Wojewódzki Sąd Administracyjny w Warszawie uznał skargę spadkobierców właścicieli terenu, na którym powstał stadion. Minister infrastruktury powinien ponownie rozpatrzyć wniosek o zwrot gruntów. Wyrok nie jest prawomocny.
Wojewódzki Sąd Administracyjny uchylił decyzję ministra infrastruktury z 2009 roku, który nie zgodził się na na unieważnienie decyzji z 1945 roku, na mocy której grunty pod dzisiejszym Stadionem Narodowym odebrano właścicielom. Odmawiając unieważnienia dekretu ministerstwo argumentowało, że od 1931 roku teren był przeznaczony pod użyteczność publiczną. Urzędnikom nie udało się jednak odnaleźć planu zagospodarowania przestrzennego.
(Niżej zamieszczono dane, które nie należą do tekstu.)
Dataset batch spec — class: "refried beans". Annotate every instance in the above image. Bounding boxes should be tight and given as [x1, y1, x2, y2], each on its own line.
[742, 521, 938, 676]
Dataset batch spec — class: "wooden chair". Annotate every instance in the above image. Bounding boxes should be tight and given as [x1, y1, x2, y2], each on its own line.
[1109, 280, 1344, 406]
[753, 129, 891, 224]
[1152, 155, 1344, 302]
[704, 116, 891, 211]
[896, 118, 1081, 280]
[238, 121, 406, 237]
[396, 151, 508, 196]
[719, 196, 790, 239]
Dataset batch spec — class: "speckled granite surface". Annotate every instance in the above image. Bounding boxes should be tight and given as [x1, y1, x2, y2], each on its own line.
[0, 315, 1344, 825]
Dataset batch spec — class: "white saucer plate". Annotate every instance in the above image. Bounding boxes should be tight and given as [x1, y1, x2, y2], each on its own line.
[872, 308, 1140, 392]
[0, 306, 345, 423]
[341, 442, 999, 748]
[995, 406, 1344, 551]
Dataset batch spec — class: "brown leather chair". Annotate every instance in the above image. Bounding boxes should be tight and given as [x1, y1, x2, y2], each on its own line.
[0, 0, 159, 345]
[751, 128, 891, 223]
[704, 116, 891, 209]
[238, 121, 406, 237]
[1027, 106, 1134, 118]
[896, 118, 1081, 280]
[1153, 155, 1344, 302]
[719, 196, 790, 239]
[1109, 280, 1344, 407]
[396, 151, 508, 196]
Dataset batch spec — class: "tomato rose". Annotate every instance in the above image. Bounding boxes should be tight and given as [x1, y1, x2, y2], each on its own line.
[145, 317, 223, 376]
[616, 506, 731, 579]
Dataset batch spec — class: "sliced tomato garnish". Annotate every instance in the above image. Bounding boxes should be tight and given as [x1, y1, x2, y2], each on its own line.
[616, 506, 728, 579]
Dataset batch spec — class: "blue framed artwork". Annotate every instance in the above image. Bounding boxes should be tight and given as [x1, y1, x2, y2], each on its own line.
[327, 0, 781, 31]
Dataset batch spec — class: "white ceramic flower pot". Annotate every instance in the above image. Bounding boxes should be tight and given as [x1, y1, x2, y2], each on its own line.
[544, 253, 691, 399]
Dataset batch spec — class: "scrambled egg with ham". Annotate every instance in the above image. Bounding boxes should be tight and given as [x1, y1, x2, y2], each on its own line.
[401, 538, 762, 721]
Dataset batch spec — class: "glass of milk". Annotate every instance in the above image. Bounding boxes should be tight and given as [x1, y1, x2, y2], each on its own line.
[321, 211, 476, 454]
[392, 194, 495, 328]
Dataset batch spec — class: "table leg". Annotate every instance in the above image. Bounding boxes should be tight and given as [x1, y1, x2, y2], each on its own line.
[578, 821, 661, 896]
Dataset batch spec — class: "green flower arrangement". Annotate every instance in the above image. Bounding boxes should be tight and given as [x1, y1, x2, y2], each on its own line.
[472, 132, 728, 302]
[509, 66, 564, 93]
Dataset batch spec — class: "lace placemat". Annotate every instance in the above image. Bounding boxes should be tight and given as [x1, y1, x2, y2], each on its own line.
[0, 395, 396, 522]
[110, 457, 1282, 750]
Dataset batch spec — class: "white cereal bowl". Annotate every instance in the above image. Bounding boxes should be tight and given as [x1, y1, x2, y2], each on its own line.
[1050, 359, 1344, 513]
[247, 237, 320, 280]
Powołany biegły stwierdził, że taki plan nawet nie istnieje.
Wesprzyj nas już teraz!
Jak podkreśliła pełnomocniczka spadkobierców Joanna Modzelewska, Sąd uznał, że decyzja ministra została wydana z naruszeniem prawa. Spór dotyczy nieruchomości o powierzchni 10 hektarów, ciągnącej się w stronę Parku Skaryszewskiego. Już w 2004 roku w stołecznym ratuszu złożono zastrzeżenie, że do gruntu pod ówczesnym stadionem istnieją roszczenia własnościowe.